El 20 de marzo de 1997 asumí la Presidencia de la Comisión de Reforma Electoral, con ocasión de la instalación de la misma. Ello me dio la oportunidad de pronunciar las palabras que transcribo a continuación, por considerarlas apropiadas al momento. Dije:
«La Constitución Política de la República establece, que Guatemala es un Estado libre, independiente y soberano, organizado para garantizar a sus habitantes el goce de sus derechos y de sus libertades; que su sistema de gobierno es republicano, democrático y representativo.
No vamos a entretenernos en hacer especulaciones científicas acerca de lo que el Estado es. Bástenos señalar, siguiendo a un conocido constitucionalista mexicano, que el Estado es una sociedad humana establecida en el territorio que le corresponde, estructurada y regida por un orden jurídico, que es creado, definido y aplicado por un poder soberano, para obtener el bien público temporal, formando una institución con personalidad moral y jurídica. (Acoto hoy ¿Conocen esta noción los que hablan de un Estado fallido?)
De los conceptos que nuestra Constitución Política señala, queremos subrayar el relativo a que su sistema de gobierno es democrático y representativo.

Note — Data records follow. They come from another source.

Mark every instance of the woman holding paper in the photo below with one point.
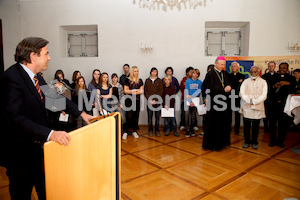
(153, 92)
(134, 87)
(192, 93)
(169, 103)
(61, 120)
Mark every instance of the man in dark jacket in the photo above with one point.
(236, 79)
(24, 119)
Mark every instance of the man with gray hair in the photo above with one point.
(215, 94)
(253, 93)
(236, 79)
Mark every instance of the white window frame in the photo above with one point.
(83, 45)
(223, 41)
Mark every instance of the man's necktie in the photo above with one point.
(37, 86)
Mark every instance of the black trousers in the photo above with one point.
(24, 175)
(248, 123)
(190, 118)
(182, 116)
(132, 118)
(150, 118)
(283, 120)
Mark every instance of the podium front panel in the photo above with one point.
(89, 168)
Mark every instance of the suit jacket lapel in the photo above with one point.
(28, 82)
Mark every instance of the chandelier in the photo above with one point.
(164, 4)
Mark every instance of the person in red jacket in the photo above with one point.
(169, 90)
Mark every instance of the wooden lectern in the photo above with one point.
(90, 167)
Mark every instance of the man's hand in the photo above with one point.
(284, 83)
(227, 88)
(86, 117)
(61, 137)
(152, 102)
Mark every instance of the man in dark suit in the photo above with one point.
(236, 79)
(284, 85)
(24, 119)
(217, 127)
(270, 77)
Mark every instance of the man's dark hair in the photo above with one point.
(272, 62)
(59, 71)
(188, 69)
(74, 75)
(27, 46)
(114, 75)
(296, 70)
(171, 68)
(210, 67)
(284, 63)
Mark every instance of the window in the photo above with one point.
(79, 41)
(82, 44)
(227, 43)
(227, 38)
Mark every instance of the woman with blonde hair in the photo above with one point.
(133, 86)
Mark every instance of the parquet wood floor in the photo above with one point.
(171, 168)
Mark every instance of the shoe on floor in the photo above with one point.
(281, 145)
(176, 133)
(193, 134)
(271, 145)
(135, 135)
(150, 133)
(187, 134)
(167, 133)
(124, 136)
(245, 145)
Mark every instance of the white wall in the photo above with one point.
(177, 36)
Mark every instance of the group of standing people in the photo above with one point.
(255, 98)
(25, 119)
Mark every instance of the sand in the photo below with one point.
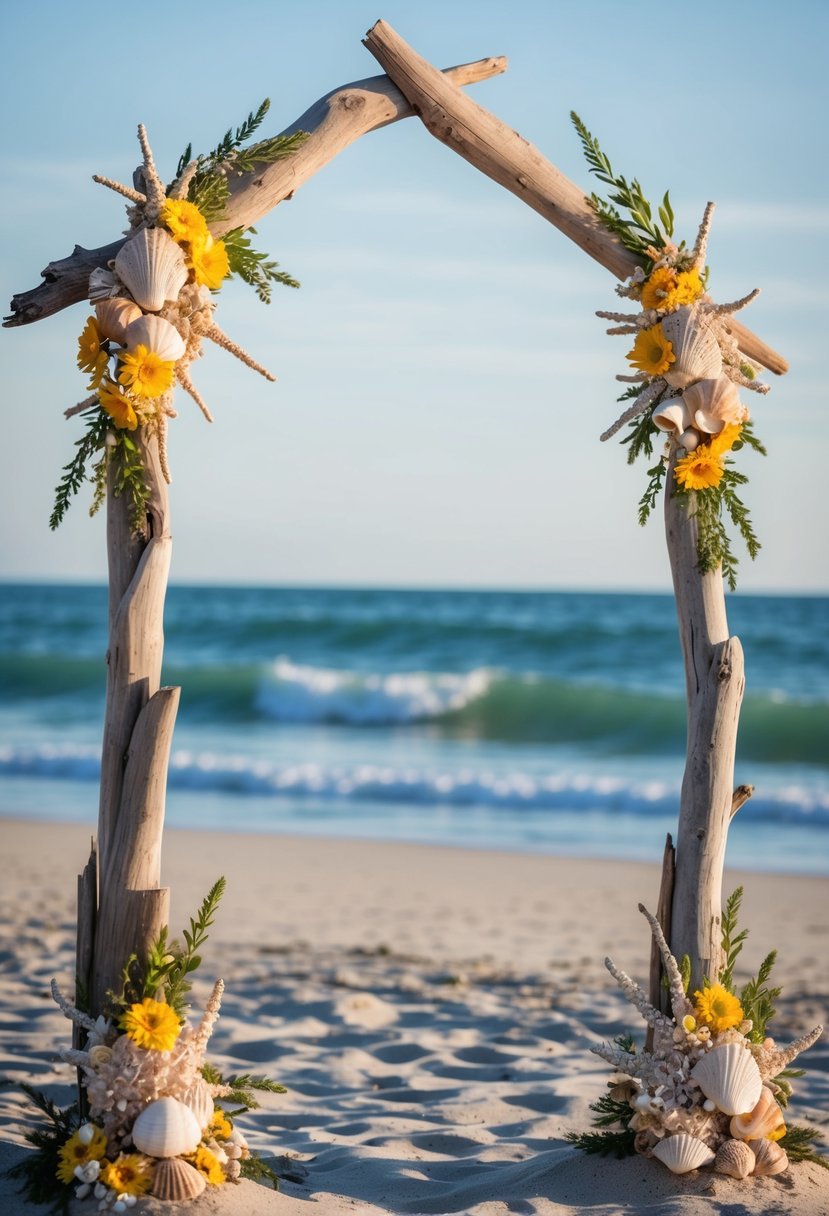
(430, 1012)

La democracia, todos lo sabemos, se hizo presente en la Historia a través de los griegos; fueron ellos y no otros, quienes sustentaron y desarrollaron en la Atenas de los siglos V y IV a.C., este maravilloso concepto de gobernar y convivir para lograr la realización de los altos valores ético políticos, en beneficio de la colectividad. La democracia surgió, entonces, con un fuerte impacto; tanto es así, que después de sistemas que la hicieron desaparecer, emerge nuevamente en la era moderna, pero más compleja y complicada dentro de su propia estructura y filosofía, aunque siempre como la mejor manera de convivir, de crear una conjugación de los intereses de los gobernados y gobernantes, que, a la postre, deben ser los mismos, puesto que la democracia no es más que la delegación de la soberanía del pueblo en aquéllos que ésta designa, para que sean el instrumento idóneo a fin de satisfacer las necesidades básicas en lo económico, de salud, de educación; en una palabra de bienestar común y de justicia social; es decir, que para que el régimen democrático sea una realidad, se hace indispensable que, como presupuesto, haya una vivencia colectiva en que los nacionales se unan fuertemente en un ligamen fraterno y racional, con una convicción, con una voluntad política de ser miembros de un solo ente, con principios de permanencia y convivencia pacíficas con otros seres semejantes y con un deseo obsesivo, de ser libres tanto colectiva como individualmente, y de expresar sin cortapisas, su voluntad de participar en el poder.